In late May, a John Gruber blog post on Daring Fireball titled, Tynt, the Copy/Paste Jerks, finally explained to me why pasting headlines into the spreadsheet of stories I want to talk about on Buzz Out Loud each morning had become a pain in the neck. Tynt makes a utility that lets publishers modify what's put onto a computer's clipboard when the user performs a copy action, breaking usual computer behavior and upending user expectations.

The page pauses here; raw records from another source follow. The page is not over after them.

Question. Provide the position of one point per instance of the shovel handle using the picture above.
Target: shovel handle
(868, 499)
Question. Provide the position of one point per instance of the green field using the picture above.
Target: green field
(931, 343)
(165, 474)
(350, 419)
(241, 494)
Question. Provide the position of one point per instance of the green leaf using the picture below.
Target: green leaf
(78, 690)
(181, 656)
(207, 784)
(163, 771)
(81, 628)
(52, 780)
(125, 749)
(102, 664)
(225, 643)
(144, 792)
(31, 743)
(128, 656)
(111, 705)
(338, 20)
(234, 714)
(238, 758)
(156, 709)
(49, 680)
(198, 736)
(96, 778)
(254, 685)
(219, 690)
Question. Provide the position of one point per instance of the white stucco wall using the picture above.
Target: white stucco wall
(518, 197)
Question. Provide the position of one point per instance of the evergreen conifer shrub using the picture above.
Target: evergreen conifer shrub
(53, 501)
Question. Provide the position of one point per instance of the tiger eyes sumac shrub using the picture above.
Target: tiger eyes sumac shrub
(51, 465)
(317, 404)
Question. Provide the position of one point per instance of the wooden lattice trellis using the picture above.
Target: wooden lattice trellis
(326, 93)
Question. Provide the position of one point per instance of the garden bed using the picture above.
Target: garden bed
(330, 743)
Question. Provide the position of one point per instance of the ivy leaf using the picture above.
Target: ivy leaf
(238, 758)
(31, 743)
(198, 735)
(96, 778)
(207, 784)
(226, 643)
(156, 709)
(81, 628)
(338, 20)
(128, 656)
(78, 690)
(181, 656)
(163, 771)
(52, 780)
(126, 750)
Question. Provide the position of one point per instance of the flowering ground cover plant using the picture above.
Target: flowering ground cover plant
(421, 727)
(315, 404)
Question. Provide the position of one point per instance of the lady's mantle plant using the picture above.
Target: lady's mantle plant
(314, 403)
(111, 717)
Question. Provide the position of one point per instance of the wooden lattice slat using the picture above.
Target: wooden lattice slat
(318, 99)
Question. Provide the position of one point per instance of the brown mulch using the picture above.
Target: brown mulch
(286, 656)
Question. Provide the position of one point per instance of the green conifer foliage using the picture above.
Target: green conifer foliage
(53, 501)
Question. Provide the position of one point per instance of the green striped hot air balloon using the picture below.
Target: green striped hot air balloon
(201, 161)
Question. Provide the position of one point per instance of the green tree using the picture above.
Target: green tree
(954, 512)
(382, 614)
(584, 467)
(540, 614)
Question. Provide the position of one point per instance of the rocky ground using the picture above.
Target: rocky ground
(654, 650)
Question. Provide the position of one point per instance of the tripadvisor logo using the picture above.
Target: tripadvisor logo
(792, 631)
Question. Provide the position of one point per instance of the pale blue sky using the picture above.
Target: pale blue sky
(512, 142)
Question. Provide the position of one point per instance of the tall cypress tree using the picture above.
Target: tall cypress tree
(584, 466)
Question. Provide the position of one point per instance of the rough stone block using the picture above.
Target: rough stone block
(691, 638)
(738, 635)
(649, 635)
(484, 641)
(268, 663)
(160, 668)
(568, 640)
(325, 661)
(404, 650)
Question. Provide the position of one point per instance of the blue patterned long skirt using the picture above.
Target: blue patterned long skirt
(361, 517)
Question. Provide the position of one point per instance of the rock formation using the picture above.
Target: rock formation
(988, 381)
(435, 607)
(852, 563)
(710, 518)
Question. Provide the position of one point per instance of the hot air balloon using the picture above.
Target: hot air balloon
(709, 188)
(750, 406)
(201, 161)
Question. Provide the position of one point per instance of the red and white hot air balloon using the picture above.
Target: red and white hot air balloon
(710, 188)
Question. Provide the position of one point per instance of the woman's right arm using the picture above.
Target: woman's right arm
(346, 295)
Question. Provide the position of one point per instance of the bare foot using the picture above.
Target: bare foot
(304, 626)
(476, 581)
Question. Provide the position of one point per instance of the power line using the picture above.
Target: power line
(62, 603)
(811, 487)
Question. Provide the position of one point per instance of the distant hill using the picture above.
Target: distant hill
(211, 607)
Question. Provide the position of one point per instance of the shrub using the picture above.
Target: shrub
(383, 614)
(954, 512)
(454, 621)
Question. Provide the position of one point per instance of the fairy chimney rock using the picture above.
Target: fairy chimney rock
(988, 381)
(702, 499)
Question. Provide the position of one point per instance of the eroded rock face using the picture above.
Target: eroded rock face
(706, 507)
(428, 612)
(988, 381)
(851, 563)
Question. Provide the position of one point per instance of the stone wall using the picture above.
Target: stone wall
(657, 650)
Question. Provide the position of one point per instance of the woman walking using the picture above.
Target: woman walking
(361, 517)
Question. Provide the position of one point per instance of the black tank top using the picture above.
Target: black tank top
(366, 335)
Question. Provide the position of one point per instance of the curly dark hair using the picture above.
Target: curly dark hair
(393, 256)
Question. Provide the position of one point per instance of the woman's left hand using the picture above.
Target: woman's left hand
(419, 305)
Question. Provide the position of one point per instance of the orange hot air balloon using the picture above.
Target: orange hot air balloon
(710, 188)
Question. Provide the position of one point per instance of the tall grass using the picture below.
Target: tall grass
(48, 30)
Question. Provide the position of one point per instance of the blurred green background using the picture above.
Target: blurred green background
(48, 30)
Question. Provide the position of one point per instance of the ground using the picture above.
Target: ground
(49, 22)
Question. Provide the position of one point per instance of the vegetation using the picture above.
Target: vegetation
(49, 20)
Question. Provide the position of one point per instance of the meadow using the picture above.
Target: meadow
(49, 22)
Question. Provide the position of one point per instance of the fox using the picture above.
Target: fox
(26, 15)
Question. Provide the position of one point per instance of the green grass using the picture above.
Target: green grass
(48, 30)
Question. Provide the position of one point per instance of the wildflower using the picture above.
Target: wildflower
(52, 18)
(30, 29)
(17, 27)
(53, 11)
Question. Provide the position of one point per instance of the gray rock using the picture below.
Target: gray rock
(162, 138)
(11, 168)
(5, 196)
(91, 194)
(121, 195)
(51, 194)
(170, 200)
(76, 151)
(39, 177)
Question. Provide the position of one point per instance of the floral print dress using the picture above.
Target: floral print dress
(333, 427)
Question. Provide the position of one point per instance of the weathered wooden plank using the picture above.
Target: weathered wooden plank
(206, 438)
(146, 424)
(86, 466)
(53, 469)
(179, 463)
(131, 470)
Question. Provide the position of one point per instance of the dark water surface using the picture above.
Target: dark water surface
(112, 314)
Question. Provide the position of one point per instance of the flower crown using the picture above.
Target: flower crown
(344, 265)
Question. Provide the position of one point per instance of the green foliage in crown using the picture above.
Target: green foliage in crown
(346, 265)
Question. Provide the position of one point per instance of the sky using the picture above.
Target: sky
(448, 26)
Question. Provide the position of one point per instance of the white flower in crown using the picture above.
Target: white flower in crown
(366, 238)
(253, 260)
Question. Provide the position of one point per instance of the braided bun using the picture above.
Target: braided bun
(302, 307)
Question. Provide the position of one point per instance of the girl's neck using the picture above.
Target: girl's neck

As an example of how Tynt "breaks" copy and paste, go to Wired.com and copy headline text from the site, for example, "Deep-Sea Vent Discovery Sets Hydrothermal Life's New Depth Record," what you'll get when you paste it is instead, this:
It's the extra two lines, a blank line and the "Read More" text, that annoys users like me who are trying to fill out spreadsheets or forms with headlines, and who want the source links elsewhere (off to the side, in my case). I know it sounds like a minor complaint, but as Gruber points out, "It's a bunch of user-hostile SEO BS...Everyone knows how copy and paste works. You select text. You copy. When you paste, what you get is exactly what you selected. The core product of the "copy/paste company" is a service that breaks copy and paste."
I agreed, and I put up a Twitter rant myself: "How to screw up cut-and-paste: http://bit.ly/cC34ok Daring Fireball on Tynt. Bonus: How to disable it."
My retweet of Gruber's post lead to a call from the Tynt marketing team, a meeting, and the eventual realization that the people at Tynt are not jerks, that they haven't broken the Internet, and that, in fact, they're sitting on a killer business model.